I didn't have any problems either just shuffling back and forth between fixed points (errors would mostly cancel) until I wrote some code to "teach" the unit where a track was by stepping from the home (zero) position to the track location and using microstepping to smooth out movement. Then all went pear shaped. I spent a couple of hours tracing the library code to find where the problem was. Blow away a chunk of code and all works ok. The "problem" is in a bit of code that does microstepping so not executed if you use step, doublestep or interleaved. Also with a 50:1 gearbox you wouldn't notice an error of two steps. This bit: if (style == MICROSTEP) { while ((ret != 0) && (ret != MICROSTEPS)) { ret = onestep(dir, style); delay(uspers/1000); // in ms steppingcounter += (uspers % 1000); if (steppingcounter >= 1000) { delay(1); steppingcounter -= 1000; } } } More specifically the effect of this statement: while ((ret != 0) && (ret != MICROSTEPS)) I have written a bug report and will submit to github this week. Now I just need to figure out how to stop the table from occasionally lurching when woken from the released state. Well at least I now have a better idea on how the library code works. Not sure what you mean by "go to" or "target", the library code only has a step function. CFJ

Currently working on my turntable code. I have a problem in the Ardafruit motor library code for V2 motor shield. Problem is related to using microstepping and errors in positioning depending on how many full steps are requested. The worst case is trying for a full rotation, for my 200 step motor calling 1 * 200 steps results in one very accurate rotation but if I do it as 200 * 1step I get 2 complete rotations. 4 * 90degree (50 steps) rotations returns 208 steps, an 8 step overshoot. If the number of steps requested is a multiple of 4 (200,100,80,....4) then all is ok. Any other numbers of steps and you get a bonus of 1 to 2 steps for each call. Anyone else getting the same effect?

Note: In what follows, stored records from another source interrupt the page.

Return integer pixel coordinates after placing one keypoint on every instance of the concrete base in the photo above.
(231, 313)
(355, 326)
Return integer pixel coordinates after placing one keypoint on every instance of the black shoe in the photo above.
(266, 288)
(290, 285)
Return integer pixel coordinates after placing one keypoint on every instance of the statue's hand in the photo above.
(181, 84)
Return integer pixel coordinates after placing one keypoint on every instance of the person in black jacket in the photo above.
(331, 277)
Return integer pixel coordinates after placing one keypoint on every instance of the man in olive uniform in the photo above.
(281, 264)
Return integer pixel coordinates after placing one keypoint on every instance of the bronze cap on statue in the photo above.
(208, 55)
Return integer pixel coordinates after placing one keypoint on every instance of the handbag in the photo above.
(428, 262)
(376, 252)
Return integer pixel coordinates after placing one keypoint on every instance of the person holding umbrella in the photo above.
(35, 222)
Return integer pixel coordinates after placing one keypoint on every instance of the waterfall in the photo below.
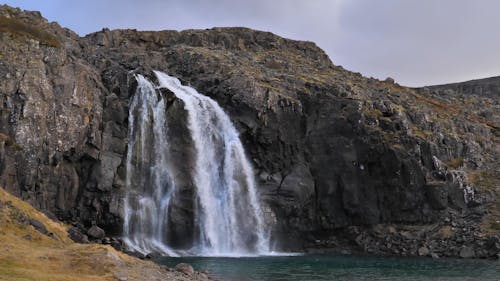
(227, 216)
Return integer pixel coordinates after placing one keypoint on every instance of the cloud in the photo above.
(416, 42)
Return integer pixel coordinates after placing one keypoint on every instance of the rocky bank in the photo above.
(344, 163)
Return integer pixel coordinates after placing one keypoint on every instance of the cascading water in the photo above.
(228, 219)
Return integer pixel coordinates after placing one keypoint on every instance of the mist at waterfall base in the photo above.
(227, 218)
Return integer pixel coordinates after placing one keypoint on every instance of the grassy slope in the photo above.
(27, 254)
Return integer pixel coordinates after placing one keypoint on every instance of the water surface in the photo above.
(328, 267)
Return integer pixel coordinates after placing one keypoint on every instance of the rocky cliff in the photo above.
(343, 162)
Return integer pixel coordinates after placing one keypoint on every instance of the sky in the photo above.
(416, 42)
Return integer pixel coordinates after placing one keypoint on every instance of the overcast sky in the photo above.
(417, 42)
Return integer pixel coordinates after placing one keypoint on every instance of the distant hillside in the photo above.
(485, 87)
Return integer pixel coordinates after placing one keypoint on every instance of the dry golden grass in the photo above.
(26, 254)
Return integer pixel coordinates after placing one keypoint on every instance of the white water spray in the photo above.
(227, 214)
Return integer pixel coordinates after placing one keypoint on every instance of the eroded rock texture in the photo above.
(343, 161)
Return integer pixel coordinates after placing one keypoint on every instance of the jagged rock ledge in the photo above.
(344, 163)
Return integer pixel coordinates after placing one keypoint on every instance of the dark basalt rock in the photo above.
(335, 154)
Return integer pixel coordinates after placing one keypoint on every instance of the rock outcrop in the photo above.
(343, 161)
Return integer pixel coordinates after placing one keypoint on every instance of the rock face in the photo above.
(342, 161)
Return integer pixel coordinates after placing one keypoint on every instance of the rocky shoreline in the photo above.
(343, 162)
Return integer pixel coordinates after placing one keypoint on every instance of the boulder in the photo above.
(185, 268)
(467, 252)
(96, 232)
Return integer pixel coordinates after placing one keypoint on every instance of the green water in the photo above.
(328, 267)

Delete the problem bit of library code and it seems to work perfectly. A call of 200 * 1step now gives a single accurate rotation. Can't see any use for the problem bit of code; seems to be trying to capture an impossible error (badly). Regards, CFJ

If you don't want to do peer to peer over the loconet then you can use the railsync lines as the DCC input to the opto-coupler in post 8, no changes needed. If you want to do some reporting or status over the loconet then you would need to feed the data lines into the opto-coupler and will also need to add a bit of circuitry to send loconet messages, fairly simple just a resistor, fast transistor and a pin on the arduino. See the bits connected to pin 2 of schematic in http://www.locobuffer.com/LocoIO/LocoIO.pdfas example of Tx from the cpu.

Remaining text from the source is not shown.